The reset lowered tuition to $ 21,000, a nearly 44% decrease from 2017. Woo explained it was important to lower the price to compete with other public universities.
“I believe part of the reason why we did that is because… the vast majority of the colleges that we’m competing against are public institutions – like [University of Virginia]like Virginia Tech, like [Virginia Commonwealth University]like Longwood [University]. So at some level, we have to be able to compete with them and so it is very important for us to reign in the price, ”Woo said.
Along with the reset, students have access to more than 200 scholarships, according to Woo.
The cost of tuition at the University of Lynchburg has increased approximately 81.5% since 2001. The university saw its highest rate in fall 2020 at $ 41,880, a year before their price reset. The price reset lowered the price of tuition and fees to $ 33,500, a 20% decrease.
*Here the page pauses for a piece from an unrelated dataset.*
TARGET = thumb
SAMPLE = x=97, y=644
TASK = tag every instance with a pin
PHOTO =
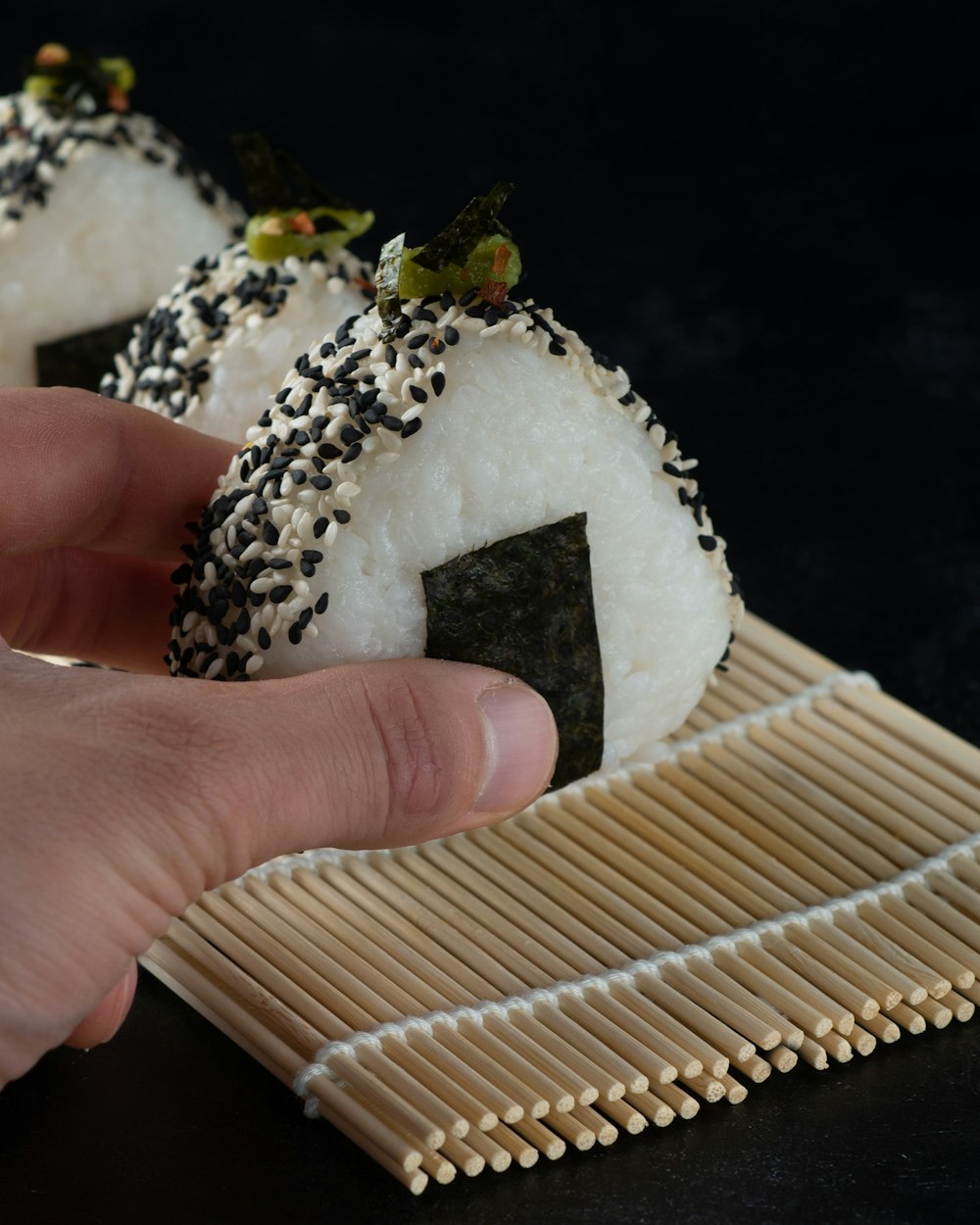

Michael Jones, the university’s vice president for enrollment, marketing and communications, said the reset has helped families.
“The tuition refresh has proven particularly helpful to families who have faced financial hardships as a result of the pandemic,” Jones said in a statement.
Associate Vice President for Enrollment Aaron Basko said in the last three years, the school have made changes to make sure that every incoming student receives some kind of scholarship funding.
“At the University of Lynchburg, we have worked hard to control costs and make sure families are getting a high value education for their money,” Basko said in a statement.